Punjab Chief Minister Amarinder Singh talks to the media as he leaves after attending a high-level party meeting, chaired by Congress interim President Sonia Gandhi (unseen), at AICC HQ in New Delhi, Thursday, Sept. 12, 2019. (PTI Photo)

Punjab Chief Minister Amarinder Singh here on Tuesday said students can agitate against the CAA and the NRC in the state as long as their protest stays peaceful.

Reacting to a protest call given by student unions for January 1 in universities and colleges across the state, the CM said nobody will be allowed to disturb peace at any cost.

"Holding protests is the democratic right of every citizen and people, including students, are within their right to stage a peaceful dharna, march etc. against draconian initiatives of the central government, as long as such protests are conducted peacefully," Singh said in a statement here.
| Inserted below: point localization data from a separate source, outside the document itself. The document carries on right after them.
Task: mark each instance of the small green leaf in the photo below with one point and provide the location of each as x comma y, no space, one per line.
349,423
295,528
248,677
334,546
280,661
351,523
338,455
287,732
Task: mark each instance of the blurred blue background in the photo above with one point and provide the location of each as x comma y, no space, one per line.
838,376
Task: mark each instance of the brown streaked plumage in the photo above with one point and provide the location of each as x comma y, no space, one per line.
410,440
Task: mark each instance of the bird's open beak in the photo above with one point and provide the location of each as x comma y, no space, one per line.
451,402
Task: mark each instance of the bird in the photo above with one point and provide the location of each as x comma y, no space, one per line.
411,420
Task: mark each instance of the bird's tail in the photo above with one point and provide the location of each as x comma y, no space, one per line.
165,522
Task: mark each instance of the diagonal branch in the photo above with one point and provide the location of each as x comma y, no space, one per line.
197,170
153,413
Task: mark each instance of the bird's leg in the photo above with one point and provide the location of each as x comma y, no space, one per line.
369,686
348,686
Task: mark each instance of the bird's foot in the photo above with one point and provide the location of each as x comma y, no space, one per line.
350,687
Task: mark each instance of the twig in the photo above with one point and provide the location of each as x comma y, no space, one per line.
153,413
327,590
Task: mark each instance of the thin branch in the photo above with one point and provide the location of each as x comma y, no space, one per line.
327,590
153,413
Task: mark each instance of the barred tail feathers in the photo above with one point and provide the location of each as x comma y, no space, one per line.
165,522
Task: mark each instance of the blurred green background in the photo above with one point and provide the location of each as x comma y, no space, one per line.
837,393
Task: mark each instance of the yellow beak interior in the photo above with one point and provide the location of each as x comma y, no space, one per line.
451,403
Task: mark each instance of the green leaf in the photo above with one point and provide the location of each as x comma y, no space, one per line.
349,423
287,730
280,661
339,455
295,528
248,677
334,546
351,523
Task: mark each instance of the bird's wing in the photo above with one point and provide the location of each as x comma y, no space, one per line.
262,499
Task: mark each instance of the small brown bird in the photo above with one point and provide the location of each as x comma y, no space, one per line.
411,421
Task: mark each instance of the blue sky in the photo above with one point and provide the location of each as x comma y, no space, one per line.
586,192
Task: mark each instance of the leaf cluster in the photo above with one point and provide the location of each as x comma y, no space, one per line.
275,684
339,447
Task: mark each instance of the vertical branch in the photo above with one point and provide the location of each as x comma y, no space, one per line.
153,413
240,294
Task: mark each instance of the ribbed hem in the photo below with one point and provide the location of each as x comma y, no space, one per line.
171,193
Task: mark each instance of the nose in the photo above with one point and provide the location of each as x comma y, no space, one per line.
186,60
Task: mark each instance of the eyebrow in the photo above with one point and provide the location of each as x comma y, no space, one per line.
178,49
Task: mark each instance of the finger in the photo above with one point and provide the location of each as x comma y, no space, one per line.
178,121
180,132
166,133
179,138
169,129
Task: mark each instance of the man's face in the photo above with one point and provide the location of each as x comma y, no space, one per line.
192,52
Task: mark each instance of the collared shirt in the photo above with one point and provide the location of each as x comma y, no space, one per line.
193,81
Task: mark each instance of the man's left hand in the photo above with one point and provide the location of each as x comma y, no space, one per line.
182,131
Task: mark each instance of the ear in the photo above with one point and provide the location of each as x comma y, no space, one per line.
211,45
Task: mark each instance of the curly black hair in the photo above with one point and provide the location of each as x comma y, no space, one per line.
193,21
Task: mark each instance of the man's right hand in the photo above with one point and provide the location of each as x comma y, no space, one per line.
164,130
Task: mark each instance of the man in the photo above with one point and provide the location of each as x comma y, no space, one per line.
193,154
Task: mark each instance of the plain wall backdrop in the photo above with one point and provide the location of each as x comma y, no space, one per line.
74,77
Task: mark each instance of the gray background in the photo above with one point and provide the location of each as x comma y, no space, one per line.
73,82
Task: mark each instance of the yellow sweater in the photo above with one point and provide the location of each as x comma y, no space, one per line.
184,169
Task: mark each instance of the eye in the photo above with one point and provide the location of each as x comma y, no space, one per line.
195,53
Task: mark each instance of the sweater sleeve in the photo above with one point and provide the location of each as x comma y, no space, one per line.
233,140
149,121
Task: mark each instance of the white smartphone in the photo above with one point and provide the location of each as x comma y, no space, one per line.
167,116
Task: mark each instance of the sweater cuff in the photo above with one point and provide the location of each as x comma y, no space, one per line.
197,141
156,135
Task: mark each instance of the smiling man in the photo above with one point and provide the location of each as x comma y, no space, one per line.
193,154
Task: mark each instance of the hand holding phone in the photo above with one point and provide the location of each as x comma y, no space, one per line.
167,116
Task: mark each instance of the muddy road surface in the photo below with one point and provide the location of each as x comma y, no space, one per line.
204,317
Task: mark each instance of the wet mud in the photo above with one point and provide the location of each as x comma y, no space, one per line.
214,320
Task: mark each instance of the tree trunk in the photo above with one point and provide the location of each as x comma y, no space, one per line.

He said as long as the protesters did not take law into their hands, police would not prevent them from carrying out their proposed agitation.

Police had been directed to come down heavily against any attempt by the protesters to vandalise public property or otherwise indulge in any violence, Singh said.

The Punjab CM also urged student leaders to keep a check on possible infiltration of "goonda" elements and ensure that the proposed protest was carried out peacefully.

Peaceful protests in some other states had ended up in violence due to such infiltrations, he stressed.

During a dharna organised by the Punjab Congress in Ludhiana on Monday, the chief minister had reiterated that the controversial Citizenship Amendment Act would not be allowed to be implemented in the state under any circumstances.

The CM had said that his government was opposed to the CAA and the National Register of Citizens in view of their "divisive and discriminatory" nature.